Pharmacists are health care professionals who dispense prescription medications to patients, translate the doctor’s orders and instructions on how to properly take these medications, and provide additional safety information. They can also provide immunizations, oversee medications and history, provide advice on health and well-being, and conduct screenings.
They are employed by hospitals, drugstores, and pharmacies. Some pharmacists own independent businesses, or they manage chain locations and perform business management activities like administration and inventory. Many deals with standard and generic drug brands provided by pharmaceutical companies, while others use pharmaceutical compounding methods to create unique, personally-tailored prescription medications for individual patients. (For additional information about this type of specialized pharmacy learn more at MEDS Pharmacy and see their example suite of services).

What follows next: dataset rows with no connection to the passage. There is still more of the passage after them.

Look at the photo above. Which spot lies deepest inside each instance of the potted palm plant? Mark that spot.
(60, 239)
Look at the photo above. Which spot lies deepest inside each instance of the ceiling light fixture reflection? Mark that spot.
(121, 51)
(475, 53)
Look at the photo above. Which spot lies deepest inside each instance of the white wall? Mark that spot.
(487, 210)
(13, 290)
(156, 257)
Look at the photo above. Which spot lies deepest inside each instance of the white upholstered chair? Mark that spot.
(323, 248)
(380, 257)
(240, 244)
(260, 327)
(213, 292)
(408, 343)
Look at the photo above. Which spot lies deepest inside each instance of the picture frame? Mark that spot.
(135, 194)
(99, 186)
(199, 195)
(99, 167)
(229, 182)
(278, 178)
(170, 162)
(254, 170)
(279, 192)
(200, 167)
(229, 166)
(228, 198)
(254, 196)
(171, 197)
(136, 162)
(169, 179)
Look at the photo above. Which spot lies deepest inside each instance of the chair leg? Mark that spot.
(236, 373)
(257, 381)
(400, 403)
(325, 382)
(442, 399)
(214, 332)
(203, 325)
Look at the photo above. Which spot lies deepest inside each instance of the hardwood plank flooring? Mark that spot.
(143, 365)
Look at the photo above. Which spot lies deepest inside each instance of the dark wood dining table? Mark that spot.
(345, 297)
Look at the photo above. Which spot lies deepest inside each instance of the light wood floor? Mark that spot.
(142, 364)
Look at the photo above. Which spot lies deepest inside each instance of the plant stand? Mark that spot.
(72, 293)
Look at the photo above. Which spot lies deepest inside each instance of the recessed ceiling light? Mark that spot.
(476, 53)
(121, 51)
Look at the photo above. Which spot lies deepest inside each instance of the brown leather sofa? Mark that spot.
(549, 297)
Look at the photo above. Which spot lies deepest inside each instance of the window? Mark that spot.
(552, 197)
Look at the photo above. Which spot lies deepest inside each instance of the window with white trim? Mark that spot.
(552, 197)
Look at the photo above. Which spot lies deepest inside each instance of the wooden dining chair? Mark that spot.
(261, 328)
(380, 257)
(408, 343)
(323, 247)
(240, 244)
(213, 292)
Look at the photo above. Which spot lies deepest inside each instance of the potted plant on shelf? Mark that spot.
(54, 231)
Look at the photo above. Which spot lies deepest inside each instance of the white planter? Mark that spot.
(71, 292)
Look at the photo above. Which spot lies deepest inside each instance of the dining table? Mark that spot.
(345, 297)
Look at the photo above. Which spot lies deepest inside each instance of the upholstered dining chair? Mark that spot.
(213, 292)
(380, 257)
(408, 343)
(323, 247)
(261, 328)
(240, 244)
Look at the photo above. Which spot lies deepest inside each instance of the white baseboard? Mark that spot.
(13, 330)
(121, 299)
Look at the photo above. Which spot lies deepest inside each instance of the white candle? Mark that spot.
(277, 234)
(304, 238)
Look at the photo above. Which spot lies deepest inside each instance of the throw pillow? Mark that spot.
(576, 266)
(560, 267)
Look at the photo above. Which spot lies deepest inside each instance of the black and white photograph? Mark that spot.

Typical job duties and required tasks include:
- Filling prescriptions
- Verifying physician and doctor instructions
- Checking for adverse reactions and interactions with a patient’s other medications
- Instructing on proper dosage and how to take or apply the prescribed medicine
- Reviewing potential side effects and how to mitigate them, where possible
- Suggesting alternate, better-suited brands or medications to health practitioners
- Compounding medications to create unique formulas for specific patient needs
- Managing and supervising pharmacy technicians and trainees/interns
- Providing flu shots and other vaccinations
- Answering general health and wellness queries from patients
- Suggesting recommendations on equipment or supplies
- Teaching health care practitioners about medications and treatments
- Filling out insurance paperwork and forms and collaborating with insurance companies
- Ensuring compliance with laws and regulations
- Recordkeeping and administrative duties
- Inventory and ordering
- Working with other health professionals to review patient care plans and evaluate needs
Pharmacists must take several years of schooling to earn an accredited Doctor of Pharmacy degree that includes Undergrad coursework and professional education and interning. Coursework includes topics like pharmacology, chemistry, toxicology, biology, and pharmacy administration.
Pharmacists need a wide variety of skill sets and attributes.
- Careful reading and comprehension are required to ensure no mistakes are made with prescriptions, dosages, and doctor’s notes.
- Active listening with patients is essential to understand their questions, concerns, and to ascertain their full understanding of instructions and requirements.
- Excellent communication skills with doctors, co-workers, patients, caregivers, and the general public, both verbally and written.
- Critical thinking and problem-solving skills to deal with conflicts, reviews, and revisions to care plans
- Professional and friendly customer service skills and the ability to translate technical and medical jargon to lay, people,
- Extremely detail-oriented thinking and careful practice when dealing with drugs that can endanger patients
- The stamina and capacity to work in a busy, high volume environment with frequent standing
Being a pharmacist is a rewarding job with lucrative pay, but it is hard work with many responsibilities and accountabilities. It requires a blend of medical, technical, administrative, and people skills to help patients with the best possible healthcare outcomes. It’s vital to stay up-to-date with the latest research and be committed to lifelong learning, as the field of pharmaceuticals and medicine is constantly changing when new research and innovations emerge. Learning specialties like pharmaceutical compounding and how to manage one’s own business are professional development opportunities that can lead to ongoing success.